Dari sisi kanan, muncul sosok tegap bersiluet bayangan obor—Arwana, Wakil Kapten Bayawira Utara, melangkah mantap ke tengah tenda.
Arwana (menunduk hormat):“Laporan, Kapten. Semua pasukan telah siaga. Jumlah total: Sembilan ratus prajurit, termasuk gabungan dari ras raksasa, jin berkepala binatang, jin balaraksa, jin punggrang, dan manusia. Dan Pasukan Undead buatan enam belas orang Bayawira dari kelompokku telah selesai menjalani ritual darah Welinga Dasa.”
Kandhara mengangkat satu alis. Suaranya berat dan dalam, seperti gemuruh batu runtuh.
Kandhara Mangkara:“Hanya enam belas dari seratus yang bertahan?”
Arwana:“Ya, Kapten. Sisanya… ditelan kegelapan Tiraksara tubuhnya meleleh tidak kuat menahan kekuatan kegelapan itu. Tapi keenam belas ini—mereka bukan lagi manusia biasa. Mereka sekarang dikenal sebagai... Taring Hitam Baru. Tubuh mereka tak hanya kebal terhadap sihir cahaya, tapi juga menyatu dengan aura gelap dari Welinga. Mereka lapar pertempuran, dan Abadi.”
Kandhara menghela napas pendek, namun mata hitamnya berkilat puas. Ia berdiri dari kursinya. Tanah di bawahnya sedikit bergetar.
Kandhara Mangkara:“Taring Hitam Baru… seharusnya cukup untuk mendobrak dinding cahaya yang dibawa para ksatria Mandalagiri dan anak-anak Guild Bayu Geni itu.”
Arwana (menambahkan):“Menurut mata-mata kita, Panglima Agung Jayasatya memimpin langsung pasukan kerajaan. 800 orang dari batalion Trikandha dan Satgas Bayusekti. Dan tidak lama, empat kapten Guild Bayu Geni akan menyusul—masing-masing dengan tiga petarung terkuat dari divisinya.”
Kandhara menyeringai tipis. Sebuah senyuman yang lebih mirip luka menganga di wajah kerasnya.
Kandhara Mangkara:“Biarkan Jayasatya merasakan kabut kematian lebih dulu. Tahan dia… Tapi jangan buru-buru. Seret mereka ke rawa. Biar mereka tenggelam bersama harapan mereka sendiri.”
Ia mendekat ke meja kayu lapuk berisi peta kasar wilayah hutan. Dengan jari besar, ia menunjuk area bertanda “Rawa Tiraksara” yang dilingkari tinta merah tua.
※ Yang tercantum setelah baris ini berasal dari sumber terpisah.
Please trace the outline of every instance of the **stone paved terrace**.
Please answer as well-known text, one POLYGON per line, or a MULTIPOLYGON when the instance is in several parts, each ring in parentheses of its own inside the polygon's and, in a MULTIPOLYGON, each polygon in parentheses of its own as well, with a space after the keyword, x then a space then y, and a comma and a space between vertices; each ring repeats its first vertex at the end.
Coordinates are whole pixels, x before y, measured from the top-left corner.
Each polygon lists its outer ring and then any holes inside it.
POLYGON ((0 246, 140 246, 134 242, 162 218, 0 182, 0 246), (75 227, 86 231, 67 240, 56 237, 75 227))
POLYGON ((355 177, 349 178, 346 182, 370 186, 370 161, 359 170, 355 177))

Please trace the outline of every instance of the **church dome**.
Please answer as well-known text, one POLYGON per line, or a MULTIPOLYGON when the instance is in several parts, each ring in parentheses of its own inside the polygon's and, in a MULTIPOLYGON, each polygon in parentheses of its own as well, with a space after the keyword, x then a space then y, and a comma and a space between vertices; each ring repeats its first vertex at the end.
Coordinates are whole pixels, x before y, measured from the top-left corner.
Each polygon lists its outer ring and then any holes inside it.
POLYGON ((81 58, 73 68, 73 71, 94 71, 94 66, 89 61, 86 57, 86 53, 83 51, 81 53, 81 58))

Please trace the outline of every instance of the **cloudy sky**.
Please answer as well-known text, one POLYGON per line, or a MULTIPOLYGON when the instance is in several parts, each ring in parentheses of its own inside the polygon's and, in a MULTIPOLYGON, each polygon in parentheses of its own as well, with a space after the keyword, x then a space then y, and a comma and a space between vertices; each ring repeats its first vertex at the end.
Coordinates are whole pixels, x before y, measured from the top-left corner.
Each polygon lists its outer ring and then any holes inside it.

Kandhara:“Bawa mereka ke sini. Lembah gelap tempat Welinga Dasa menyembunyikan kutukannya. Biar darah mereka menjadi persembahan selanjutnya.”
Arwana (mengangguk):“Perintah diterima, Kapten.”
Ia berbalik, jubah gelapnya mengepak saat langkah cepatnya menghilang ke kabut. Ia kembali ke garis depan, tempat pasukannya telah berdiri dalam bayang-bayang, siap menyambut pertempuran.
SESUDAH ARWANA PERGI
Kandhara Mangkara menatap langit hutan yang memudar gelap. Kabut semakin tebal. Di kejauhan terdengar raungan hewan yang bukan berasal dari dunia manusia.
Kandhara (gumam rendah):“Alam ini… bukan milik para ksatria. Ini rumah kami. Dan mereka… hanya tamu yang akan kami kubur.”
Ia melangkah ke luar tendanya. Dari balik pepohonan, pasukan raksasa dari Alam Jin Tingkat Pertama, penghuni bayangan—makhluk dengan kulit batu, bertanduk, dan mata merah—berkumpul dalam diam.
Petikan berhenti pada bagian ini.